Wednesday, October 26, 2011


It was during an “internal audit,” when someone from the office comes out to the ship to make sure we’re running our safety program correctly:
Latin American Crewmember: "You know what would be good? If we put all these policies together into some kind of..."
Office guy (American southerner): "Handbook?"
Crewmember: "Yes, a handbook!"
Office guy: "We have a handbook. Didn't you get one?"
Crewmember: "No."
Other crewmember (East Coast American): "Me, either."
Third crewmember (West Coast American): "[Owner's name redacted] is too smart to put anything in writing."
Office guy: "I'll get you an handbook!"
The discussion continued...
Office guy: "Do you want it in English or Spanish?"
Crewmember: "Both."
Office guy: "Well we only have it in English."
Crewmember: "That's fine."
For historic and economic reasons, English is the closest thing we have to a “universal language” in the world today just as, in their times, French, Latin, and Greek all filled that role. It is also the “official language” of mariners worldwide. The International Maritime Organization (IMO) requires that bridge officers speak English for bridge-to-bridge, bridge-to-shore, and bridge team-to-pilot communications. 

On ships where all the crew speak the same language, it’s possible for communications among them to be conducted in their native language, but with so many of today’s vessels having crew from several different countries, sometimes English is the only common language. This can be especially important in emergency response.

On the night of April 7, 1990, a fire on the ferry Scandinavian Star, sailing between Oslo, Norway and Frederikshavn, Denmark, killed 158 people. The fire fighting response was hampered, in part, by the inability of the crew to communicate with each other; the officers were Norwegian, the crew largely Portuguese. The incident led the IMO to adopt stronger standards for SeaSpeak, a group of standardized English phrases for navigational and emergency communications.

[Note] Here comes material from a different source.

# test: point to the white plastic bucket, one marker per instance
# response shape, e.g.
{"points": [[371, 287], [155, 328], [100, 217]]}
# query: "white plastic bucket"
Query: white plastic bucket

Although many SeaSpeak phrases would make your high school English teacher grimace (“Please proceed to my assistance.”), the idea is to provide a means of expressing certain ideas common to marine communications situations using only a few simple words and phrases, called the Standard Maritime Communications Phrases (SMCP). A few examples, from the Australian Maritime College’s Marine Radio Operator’s Handbook:
 “Question” Indicates the following message is of interrogative character.
“Answer” Indicates that the following message is the reply to a previous question.
“Request” Indicates that the content of the following message is asking for action with respect to the ship.
“Information” Indicates that the following message is restricted to observed facts.
“Intention” Indicates that the following message informs others about immediate navigational actions intended to be taken.
“Warning” Indicates that the following message informs other traffic participants about dangers.
“Advice” Indicates that the following message implies the intention of the sender to influence the recipient(s) by a recommendation.
Where the answer to a question is in the affirmative, say: “Yes” followed by the appropriate phrase in full.
Where the answer to a question is in the negative, say: “No” followed by the appropriate phrase in full.
Where the information is not immediately available, but soon will be, say: “Stand by”.
Where the information cannot be obtained, say: “No information”.
Where a message is not properly heard, say: “Say again”.
One problem that comes up with SeaSpeak is that native English speakers don’t use it when communicating with ships crewed by non-English speakers. SeaSpeak is not the same as regular English, or even English as a Second Language (ESL). Even native English speakers sometimes find each other hard to understand if they come from different countries or regions.